- Classified of the film published in Pakistan Times
- Directed by: Rafiq Rizvi
- Produced by: Wazir Ali Rizvi
- Starring: Ratan Kumar; Ragni; Santosh Kumar; Meena Shorey; Qazi Wajid; Bibbo; Lehri;
- Music by: Fateh Ali Khan
- Release date: 6 December 1956;
- Running time: approx. 3 hours
- Country: Pakistan
- Language: Urdu

= Bedari =

1956 film

Bedari is a Pakistani Urdu-language black-and-white film released in 1956.

The film was premiered at Regent cinema, Lahore. It was the first film of Ratan Kumar in Pakistan, after he moved from India with his family. Bedari was commercially successful primarily due to its songs.

Bedari was a plagiarized version of Ratan Kumar's Indian film Jagriti (1954), with replacement of some words, and music was taken directly from Jagriti as well. Upon its release in 1956, it grossed well in its first few weeks. However, on the discovery of plagiarism by the cinemagoers, there was a mass uproar that caused public demonstrations against the exhibition of the film. The Censor Board of Pakistan immediately put a ban on the film.

==Cast==
- Ratan Kumar
- Ragni
- Santosh Kumar
- Meena Shorey
- Lehri
- Qazi Wajid
- Bibbo

==Music==
The music of the film was composed by Ustad Fateh Ali Khan, a veteran Pakistani sitar player. The songs were written by Fayyaz Hashmi, and sung by Munawwar Sultana and Saleem Raza. A song which was a straight lift of the 'De Di Humein Azaadi' tune was titled Aye Quaid-e-Azam Tera Ehsaan Hai Ehsaan.

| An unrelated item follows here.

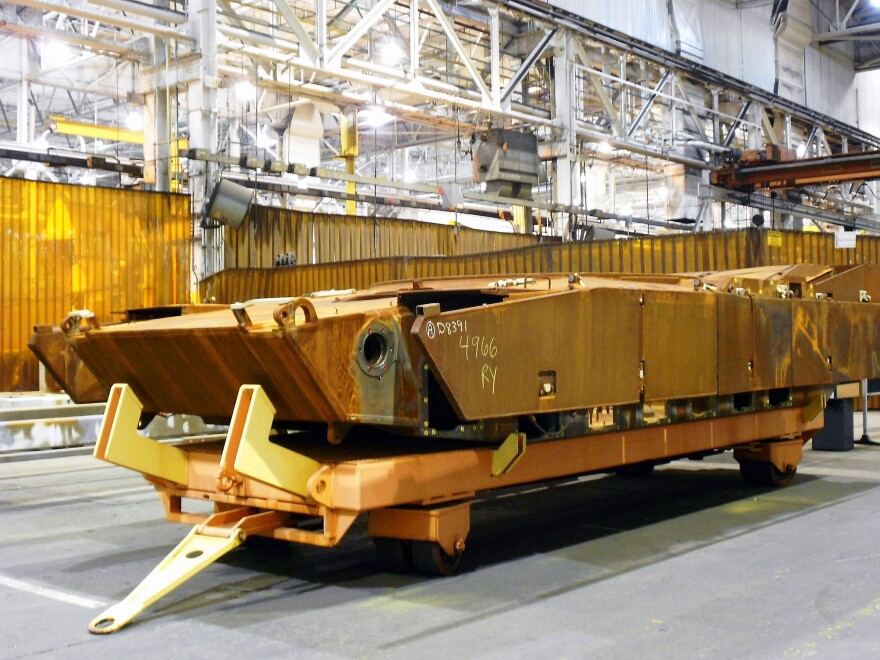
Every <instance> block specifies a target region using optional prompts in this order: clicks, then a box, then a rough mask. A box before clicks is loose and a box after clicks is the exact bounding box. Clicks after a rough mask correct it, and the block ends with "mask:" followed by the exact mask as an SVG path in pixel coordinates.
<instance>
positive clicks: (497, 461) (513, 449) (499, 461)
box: [492, 433, 526, 477]
mask: <svg viewBox="0 0 880 660" xmlns="http://www.w3.org/2000/svg"><path fill="white" fill-rule="evenodd" d="M525 453H526V434H525V433H511V434H510V435H509V436H507V439H506V440H505V441H504V442H502V443H501V446H500V447H499V448H498V449H496V450H495V451H493V452H492V476H493V477H497V476H500V475H502V474H507V473H508V472H510V471H511V470H512V469H513V466H514V465H516V464H517V463H518V462H519V459H521V458H522V457H523V455H524V454H525Z"/></svg>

The lines 'De di humein azaadi bina khadag bina dhal/ Sabarmati ke sant tu ne kar diya kamaal' had been changed to 'De di humein azaadi kay duniya huyi hairaan/ Aye Quaid-e-Azam tera ehsaan hai ehsaan'. In other words, a song celebrating the Indian Father of the Nation had been transposed to eulogize his Pakistani counterpart.

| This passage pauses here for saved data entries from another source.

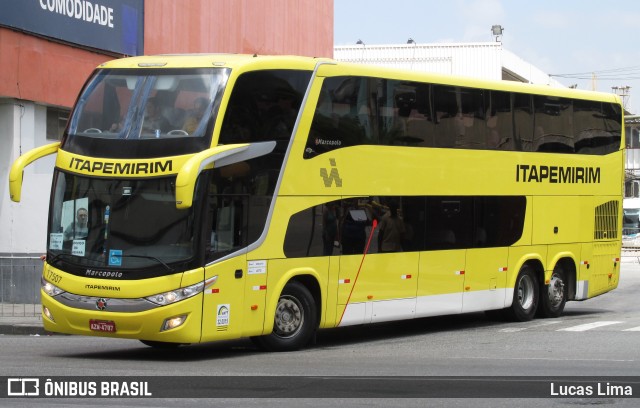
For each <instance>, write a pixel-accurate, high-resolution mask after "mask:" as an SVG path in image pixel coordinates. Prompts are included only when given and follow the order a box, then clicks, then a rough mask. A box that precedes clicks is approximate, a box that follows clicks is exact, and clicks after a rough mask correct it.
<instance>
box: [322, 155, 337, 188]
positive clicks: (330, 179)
mask: <svg viewBox="0 0 640 408" xmlns="http://www.w3.org/2000/svg"><path fill="white" fill-rule="evenodd" d="M329 164H330V165H331V169H330V170H329V169H326V168H324V169H320V177H322V180H323V181H324V186H325V187H331V185H332V184H333V183H334V182H335V183H336V187H342V179H341V178H340V173H338V167H337V165H336V159H329Z"/></svg>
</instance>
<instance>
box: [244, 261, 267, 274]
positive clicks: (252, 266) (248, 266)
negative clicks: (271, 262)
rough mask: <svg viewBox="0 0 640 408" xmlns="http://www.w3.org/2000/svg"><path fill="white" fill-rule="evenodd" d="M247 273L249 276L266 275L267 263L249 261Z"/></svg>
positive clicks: (262, 261) (254, 261)
mask: <svg viewBox="0 0 640 408" xmlns="http://www.w3.org/2000/svg"><path fill="white" fill-rule="evenodd" d="M247 269H248V271H247V273H248V274H249V275H259V274H263V273H267V261H249V265H248V268H247Z"/></svg>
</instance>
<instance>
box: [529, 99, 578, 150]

- Aey Qaid-e-Azam, tera ehsan hai ehsan, by Munawwar Sultana
- Hum laayein hain toofan se kashti nikaal ke, by Saleem Raza
- Aao Bachho Sair Karain Tum Ko Pakistan Ki, by Saleem Raza
- Chalo Chalen Maan Sapnon ke Gaon Mein

Highlight of this film was its popular film songs and music. Ustad Fateh Ali Khan was the foremost sitar player at that time in Pakistan and composed the music of this film. Bedari was also a debut film of now renowned Pakistani actor Qazi Wajid who, as a teenage student, played a very funny role of a student with a stammer disorder.